Долго Строева не могла оторваться от трех афиш.
-- Господи, что это я!.. -- вслух выговорила она, и начала торопливо их складывать, сделала опять узенькую пачку, взяла с подушки карточку и поглядела на нее еще раз.
На карточке она была снята молодой женщиной с косой, положенной в виде короны, на темя, с эполетцами на плечах из толстых шелковых шнурков. Снималась она в Казани, после бенефиса, где в первый раз играла в "Завоеванном счастье".
И почему именно эта карточка уцелела?
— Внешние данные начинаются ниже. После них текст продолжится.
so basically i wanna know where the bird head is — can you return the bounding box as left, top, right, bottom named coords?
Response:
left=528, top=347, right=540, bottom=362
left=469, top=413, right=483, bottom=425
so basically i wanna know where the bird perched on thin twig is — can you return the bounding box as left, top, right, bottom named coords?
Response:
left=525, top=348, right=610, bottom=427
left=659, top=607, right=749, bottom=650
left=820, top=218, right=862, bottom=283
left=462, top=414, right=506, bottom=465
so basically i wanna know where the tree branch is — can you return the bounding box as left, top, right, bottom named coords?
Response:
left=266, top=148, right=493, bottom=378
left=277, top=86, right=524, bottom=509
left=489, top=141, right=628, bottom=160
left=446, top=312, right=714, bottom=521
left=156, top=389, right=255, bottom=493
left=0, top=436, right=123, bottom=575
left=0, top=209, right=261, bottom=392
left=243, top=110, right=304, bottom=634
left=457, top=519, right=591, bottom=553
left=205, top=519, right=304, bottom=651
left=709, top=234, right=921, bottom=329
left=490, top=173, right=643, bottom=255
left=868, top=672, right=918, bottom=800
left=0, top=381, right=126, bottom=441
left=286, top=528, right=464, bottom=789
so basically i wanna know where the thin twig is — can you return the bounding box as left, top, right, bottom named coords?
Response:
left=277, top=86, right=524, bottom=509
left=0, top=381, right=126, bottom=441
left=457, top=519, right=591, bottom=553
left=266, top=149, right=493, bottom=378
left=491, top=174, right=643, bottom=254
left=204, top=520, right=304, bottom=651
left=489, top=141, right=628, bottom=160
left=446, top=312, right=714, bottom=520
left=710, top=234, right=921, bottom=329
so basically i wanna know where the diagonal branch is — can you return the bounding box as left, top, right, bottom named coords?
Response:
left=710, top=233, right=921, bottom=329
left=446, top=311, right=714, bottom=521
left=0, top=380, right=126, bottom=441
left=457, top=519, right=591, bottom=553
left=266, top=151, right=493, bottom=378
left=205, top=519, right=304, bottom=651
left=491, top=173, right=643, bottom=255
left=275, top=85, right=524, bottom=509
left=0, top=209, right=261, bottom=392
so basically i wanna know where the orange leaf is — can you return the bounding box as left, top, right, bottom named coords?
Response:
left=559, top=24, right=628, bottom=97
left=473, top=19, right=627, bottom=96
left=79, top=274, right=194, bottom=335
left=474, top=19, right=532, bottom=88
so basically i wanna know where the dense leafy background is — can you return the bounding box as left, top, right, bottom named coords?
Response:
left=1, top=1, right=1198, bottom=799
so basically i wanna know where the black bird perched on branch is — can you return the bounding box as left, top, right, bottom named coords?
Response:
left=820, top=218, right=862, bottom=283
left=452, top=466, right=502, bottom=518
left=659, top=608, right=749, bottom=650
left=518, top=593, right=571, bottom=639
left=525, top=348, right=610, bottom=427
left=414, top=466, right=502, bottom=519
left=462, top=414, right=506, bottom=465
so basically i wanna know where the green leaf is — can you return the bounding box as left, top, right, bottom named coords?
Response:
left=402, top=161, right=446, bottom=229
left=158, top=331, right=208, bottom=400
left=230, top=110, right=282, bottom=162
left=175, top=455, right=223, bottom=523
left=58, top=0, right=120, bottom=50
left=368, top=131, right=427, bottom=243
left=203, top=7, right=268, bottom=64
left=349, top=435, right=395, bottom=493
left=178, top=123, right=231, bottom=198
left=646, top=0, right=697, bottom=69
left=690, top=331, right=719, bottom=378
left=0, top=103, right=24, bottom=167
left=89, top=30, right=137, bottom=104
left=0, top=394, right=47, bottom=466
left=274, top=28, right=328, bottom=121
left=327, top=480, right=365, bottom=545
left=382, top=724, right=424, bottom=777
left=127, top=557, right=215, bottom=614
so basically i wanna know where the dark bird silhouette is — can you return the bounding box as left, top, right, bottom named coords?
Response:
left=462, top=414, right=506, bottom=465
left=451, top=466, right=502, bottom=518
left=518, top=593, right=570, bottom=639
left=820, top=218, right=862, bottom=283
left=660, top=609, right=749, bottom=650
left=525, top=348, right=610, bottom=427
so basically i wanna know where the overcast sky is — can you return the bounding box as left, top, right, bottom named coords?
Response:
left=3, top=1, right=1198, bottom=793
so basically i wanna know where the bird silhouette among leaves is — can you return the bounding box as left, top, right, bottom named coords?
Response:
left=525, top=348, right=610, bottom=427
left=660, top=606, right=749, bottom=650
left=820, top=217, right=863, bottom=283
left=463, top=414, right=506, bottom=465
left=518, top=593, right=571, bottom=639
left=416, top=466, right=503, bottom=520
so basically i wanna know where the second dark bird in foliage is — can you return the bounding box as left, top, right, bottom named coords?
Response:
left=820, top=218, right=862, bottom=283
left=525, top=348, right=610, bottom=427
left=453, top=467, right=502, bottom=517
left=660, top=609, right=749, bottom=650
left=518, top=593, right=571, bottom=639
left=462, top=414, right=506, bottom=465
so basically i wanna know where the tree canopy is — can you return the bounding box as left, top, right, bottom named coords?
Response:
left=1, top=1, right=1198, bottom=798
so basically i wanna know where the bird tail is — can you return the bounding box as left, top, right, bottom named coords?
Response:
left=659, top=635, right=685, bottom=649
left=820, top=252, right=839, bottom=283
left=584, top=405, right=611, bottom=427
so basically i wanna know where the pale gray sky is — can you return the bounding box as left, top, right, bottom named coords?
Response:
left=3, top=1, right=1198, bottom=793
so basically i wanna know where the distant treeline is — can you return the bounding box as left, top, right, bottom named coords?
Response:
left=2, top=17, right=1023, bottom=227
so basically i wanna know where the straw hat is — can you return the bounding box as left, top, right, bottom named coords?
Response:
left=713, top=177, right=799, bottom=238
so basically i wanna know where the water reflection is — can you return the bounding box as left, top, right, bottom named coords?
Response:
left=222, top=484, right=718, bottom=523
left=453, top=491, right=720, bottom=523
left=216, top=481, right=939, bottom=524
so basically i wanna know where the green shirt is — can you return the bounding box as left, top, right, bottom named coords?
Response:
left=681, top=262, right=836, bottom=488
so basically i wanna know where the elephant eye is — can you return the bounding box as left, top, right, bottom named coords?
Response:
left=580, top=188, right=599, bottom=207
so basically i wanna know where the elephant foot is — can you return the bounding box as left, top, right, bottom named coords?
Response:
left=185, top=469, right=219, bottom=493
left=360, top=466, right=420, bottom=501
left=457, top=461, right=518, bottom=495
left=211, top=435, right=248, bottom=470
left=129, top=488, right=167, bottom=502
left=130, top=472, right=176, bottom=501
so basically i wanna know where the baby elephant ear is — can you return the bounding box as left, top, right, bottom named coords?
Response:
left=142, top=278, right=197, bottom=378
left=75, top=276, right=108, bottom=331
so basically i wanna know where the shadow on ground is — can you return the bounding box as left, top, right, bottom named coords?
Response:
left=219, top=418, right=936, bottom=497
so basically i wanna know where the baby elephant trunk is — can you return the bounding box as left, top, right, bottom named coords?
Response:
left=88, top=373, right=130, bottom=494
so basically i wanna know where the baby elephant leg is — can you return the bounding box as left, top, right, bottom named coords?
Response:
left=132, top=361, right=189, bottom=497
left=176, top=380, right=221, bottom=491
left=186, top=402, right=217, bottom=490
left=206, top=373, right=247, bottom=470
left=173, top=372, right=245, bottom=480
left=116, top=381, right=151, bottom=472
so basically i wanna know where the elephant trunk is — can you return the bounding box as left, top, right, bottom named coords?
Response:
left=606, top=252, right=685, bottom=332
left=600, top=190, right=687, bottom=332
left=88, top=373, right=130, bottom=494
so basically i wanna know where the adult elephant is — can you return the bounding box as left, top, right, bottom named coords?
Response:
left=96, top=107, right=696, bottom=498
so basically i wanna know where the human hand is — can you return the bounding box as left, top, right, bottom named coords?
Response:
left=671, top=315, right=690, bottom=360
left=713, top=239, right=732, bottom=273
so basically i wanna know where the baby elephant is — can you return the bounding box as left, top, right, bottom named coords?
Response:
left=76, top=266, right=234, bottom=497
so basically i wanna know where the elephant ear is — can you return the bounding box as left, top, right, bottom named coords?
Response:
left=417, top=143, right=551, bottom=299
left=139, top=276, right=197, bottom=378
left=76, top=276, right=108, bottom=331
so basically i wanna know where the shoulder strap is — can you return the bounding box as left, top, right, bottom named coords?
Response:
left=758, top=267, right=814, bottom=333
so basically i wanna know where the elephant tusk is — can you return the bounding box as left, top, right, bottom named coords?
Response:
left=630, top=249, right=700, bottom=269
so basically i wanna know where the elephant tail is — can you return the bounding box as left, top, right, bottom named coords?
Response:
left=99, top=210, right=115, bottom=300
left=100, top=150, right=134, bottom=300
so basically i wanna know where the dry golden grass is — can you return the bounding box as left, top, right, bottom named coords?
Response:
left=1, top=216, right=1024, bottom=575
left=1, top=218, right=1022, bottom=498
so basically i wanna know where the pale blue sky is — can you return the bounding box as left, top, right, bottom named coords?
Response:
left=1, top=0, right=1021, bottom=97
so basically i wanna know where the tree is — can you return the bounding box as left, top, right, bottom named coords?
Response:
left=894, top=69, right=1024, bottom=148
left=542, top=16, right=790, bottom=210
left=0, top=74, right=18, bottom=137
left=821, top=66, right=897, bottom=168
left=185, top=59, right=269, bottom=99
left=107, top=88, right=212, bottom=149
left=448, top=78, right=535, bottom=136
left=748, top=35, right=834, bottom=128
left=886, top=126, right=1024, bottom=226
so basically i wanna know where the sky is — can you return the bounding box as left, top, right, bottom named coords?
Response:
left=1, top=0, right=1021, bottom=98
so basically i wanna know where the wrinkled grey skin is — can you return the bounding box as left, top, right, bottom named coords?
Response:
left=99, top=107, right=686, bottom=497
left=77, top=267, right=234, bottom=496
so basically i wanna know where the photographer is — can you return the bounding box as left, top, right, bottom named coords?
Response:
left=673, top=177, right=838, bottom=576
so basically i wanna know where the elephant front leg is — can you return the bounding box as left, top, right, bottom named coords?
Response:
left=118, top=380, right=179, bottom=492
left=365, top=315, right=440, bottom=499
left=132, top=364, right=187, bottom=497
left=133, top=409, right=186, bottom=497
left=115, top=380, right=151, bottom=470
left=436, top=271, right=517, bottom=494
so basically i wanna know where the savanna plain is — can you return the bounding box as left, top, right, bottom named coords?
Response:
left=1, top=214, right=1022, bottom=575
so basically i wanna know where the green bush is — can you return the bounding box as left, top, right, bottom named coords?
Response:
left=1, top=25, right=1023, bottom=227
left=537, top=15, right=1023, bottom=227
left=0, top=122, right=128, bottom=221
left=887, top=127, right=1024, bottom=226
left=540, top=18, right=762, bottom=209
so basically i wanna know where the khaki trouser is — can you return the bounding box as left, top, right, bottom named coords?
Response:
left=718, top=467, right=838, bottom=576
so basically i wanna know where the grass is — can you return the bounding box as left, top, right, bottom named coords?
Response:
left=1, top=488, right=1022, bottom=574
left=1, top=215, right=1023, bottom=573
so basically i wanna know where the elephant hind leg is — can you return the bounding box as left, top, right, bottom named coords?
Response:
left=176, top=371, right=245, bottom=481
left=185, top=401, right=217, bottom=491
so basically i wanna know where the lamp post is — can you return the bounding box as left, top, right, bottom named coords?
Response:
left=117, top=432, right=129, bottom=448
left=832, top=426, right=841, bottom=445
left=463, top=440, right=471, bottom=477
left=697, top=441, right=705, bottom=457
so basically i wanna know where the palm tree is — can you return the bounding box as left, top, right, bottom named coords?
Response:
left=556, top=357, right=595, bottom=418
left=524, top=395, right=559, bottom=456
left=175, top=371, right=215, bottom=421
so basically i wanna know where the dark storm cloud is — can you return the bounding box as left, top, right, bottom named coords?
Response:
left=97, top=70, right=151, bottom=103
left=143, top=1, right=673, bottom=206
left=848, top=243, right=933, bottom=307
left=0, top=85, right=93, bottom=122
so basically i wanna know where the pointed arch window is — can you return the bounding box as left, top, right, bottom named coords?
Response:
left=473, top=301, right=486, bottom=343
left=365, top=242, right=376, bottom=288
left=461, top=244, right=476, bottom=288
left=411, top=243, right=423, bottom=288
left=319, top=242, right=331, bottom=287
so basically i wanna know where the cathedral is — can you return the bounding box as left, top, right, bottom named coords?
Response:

Сколько раз она снималась, и в скольких городах, и в скольких костюмах!.. Те все раздала или затеряла, а эта вот уцелела и прошла вместе с нею через всю ее сценическую жизнь.
Каучуковый ремешок обхватил пачку. Строева подумала, не положить ли за корсет... Так было бы вернее; но вынимать неудобно. Лучше держать просто в руке, плотно сжать... Из кармана юбки может выпасть...
Она поднялась с кровати бодрая. Улыбка появилась на поблеклых губах... Перед зеркальцем поправила она волосы, бережно надела шляпку -- пачка все еще лежала на подушке -- свою старенькую драповую накидку и с верой в удачу, после такой хорошей приметы, фальшивой тревоги, вышла в коридор, заперла дверь, ключ взяла с собой и прошла мимо комнаты хозяйки не на цыпочках, а твердым шагом; не боялась того, что та станет приставать за неплатеж квартирных денег.